I’m finding your first message difficult to interpret; if I can’t catch the issue below, you might need to have another attempt at explaining your uncertainty.
tck2fixel command doesn’t need to generate a new “fixel map”, and if it does, it should just be a duplicate of the index and directions file from the input fixel directory. So there’s no reason for the “dimensions” to have changed at any point, unless you’ve erroneously used the wrong input fixel directory.
When you say “streamline connectivity based fixels.mif”, given that this must be different to the output of
tck2fixel (with or without subsequent
mrthreshold call), are you referring to the file contained within the fixel-fixel connectivity matrix directory? This may at least explain your claim that that file is “at 1mm iso”, which isn’t actually the case because the contents of that file are not represented on a voxel grid (look at the image dimensions), the voxel sizes are just filled with unity values because it’s currently not permissible to either omit or have invalid values for voxel sizes in the
The question then is what steps need to be either modified or re-run based on the generation of such a mask.

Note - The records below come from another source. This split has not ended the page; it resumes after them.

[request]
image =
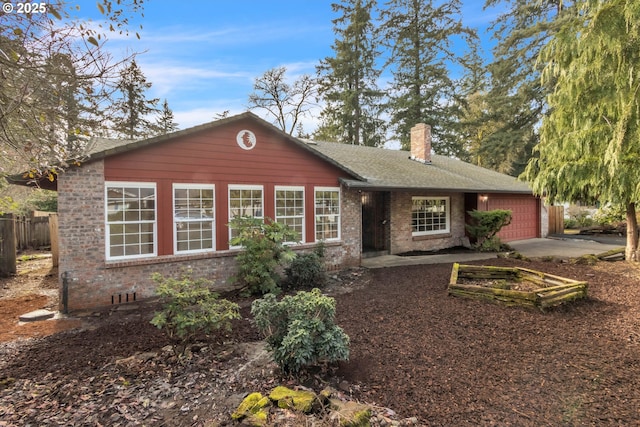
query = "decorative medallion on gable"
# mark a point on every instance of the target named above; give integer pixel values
(246, 139)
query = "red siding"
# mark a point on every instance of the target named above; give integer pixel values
(213, 157)
(525, 210)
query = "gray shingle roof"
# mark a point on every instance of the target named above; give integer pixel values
(393, 169)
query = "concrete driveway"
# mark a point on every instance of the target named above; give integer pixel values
(565, 247)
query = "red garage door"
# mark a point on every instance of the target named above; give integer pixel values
(525, 222)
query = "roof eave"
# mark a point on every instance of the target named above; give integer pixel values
(369, 186)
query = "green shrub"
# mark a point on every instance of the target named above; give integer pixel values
(307, 271)
(264, 252)
(300, 330)
(571, 224)
(610, 215)
(190, 309)
(485, 225)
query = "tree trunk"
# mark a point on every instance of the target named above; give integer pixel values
(631, 251)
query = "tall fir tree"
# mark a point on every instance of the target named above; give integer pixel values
(165, 122)
(420, 37)
(589, 149)
(473, 125)
(516, 100)
(132, 110)
(286, 103)
(348, 80)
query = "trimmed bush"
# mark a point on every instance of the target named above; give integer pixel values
(306, 271)
(485, 225)
(300, 330)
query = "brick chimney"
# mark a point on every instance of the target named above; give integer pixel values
(421, 143)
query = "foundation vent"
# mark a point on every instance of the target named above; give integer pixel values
(123, 298)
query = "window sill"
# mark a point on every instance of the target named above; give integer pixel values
(431, 236)
(198, 256)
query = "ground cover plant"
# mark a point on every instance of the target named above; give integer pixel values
(414, 349)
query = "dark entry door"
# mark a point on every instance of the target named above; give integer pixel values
(375, 221)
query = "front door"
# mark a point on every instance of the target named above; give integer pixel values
(375, 221)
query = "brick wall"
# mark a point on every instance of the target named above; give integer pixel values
(92, 282)
(400, 228)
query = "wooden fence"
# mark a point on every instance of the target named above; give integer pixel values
(32, 232)
(26, 232)
(556, 219)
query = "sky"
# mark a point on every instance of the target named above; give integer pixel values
(203, 57)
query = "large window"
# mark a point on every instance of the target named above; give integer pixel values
(327, 215)
(131, 220)
(290, 209)
(193, 218)
(245, 200)
(429, 215)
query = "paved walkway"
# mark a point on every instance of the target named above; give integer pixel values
(559, 247)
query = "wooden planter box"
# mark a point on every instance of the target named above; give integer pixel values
(514, 286)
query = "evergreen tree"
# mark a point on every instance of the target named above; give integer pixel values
(420, 37)
(473, 125)
(516, 101)
(588, 148)
(165, 123)
(132, 110)
(348, 80)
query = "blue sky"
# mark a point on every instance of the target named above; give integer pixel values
(204, 56)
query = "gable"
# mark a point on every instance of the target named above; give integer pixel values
(225, 153)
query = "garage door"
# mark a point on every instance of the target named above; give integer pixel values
(525, 216)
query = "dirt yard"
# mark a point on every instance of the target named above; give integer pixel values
(445, 361)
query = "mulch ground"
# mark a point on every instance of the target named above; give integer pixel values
(446, 361)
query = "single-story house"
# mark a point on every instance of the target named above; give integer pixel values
(164, 204)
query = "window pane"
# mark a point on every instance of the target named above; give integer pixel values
(290, 210)
(429, 215)
(327, 205)
(130, 220)
(193, 214)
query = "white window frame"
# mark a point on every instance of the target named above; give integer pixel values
(243, 187)
(302, 216)
(108, 223)
(177, 221)
(316, 215)
(447, 213)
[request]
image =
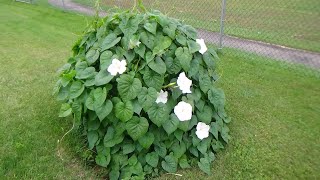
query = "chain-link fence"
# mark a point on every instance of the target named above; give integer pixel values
(286, 30)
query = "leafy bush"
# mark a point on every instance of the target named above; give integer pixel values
(142, 87)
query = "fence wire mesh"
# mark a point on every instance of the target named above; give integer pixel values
(287, 30)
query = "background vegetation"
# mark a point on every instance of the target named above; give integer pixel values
(275, 107)
(292, 23)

fixelcfestats is designed to be able to operate on a fixel-fixel connectivity matrix that was generated using all fixels, but a restricted fixel mask for GLM and statistical enhancement. Technically you could re-run
fixelconnectivity to produce a new fixel-fixel connectivity matrix that includes only those fixels within the mask, and that would slightly reduce the storage size of that matrix, but the outcome should be no different. Where there would potentially be a difference is whether or not fixel data smoothing using
fixelfilter is constrained to only those fixels within the mask (whether by using the
-mask option, or generating a new fixel-fixel connectivity matrix based on that mask and then using that matrix within
fixelfilter). I honestly don’t know how to give a general recommendation here: poorly-connected fixels may correlate with high subject variance and therefore omitting them from not only statistical inference but also data smoothing may be beneficial… I have plans for addressing this more explicitly in the future, but for now I can only say that either approach is valid and that I’ve not done enough testing to advise one way over the other.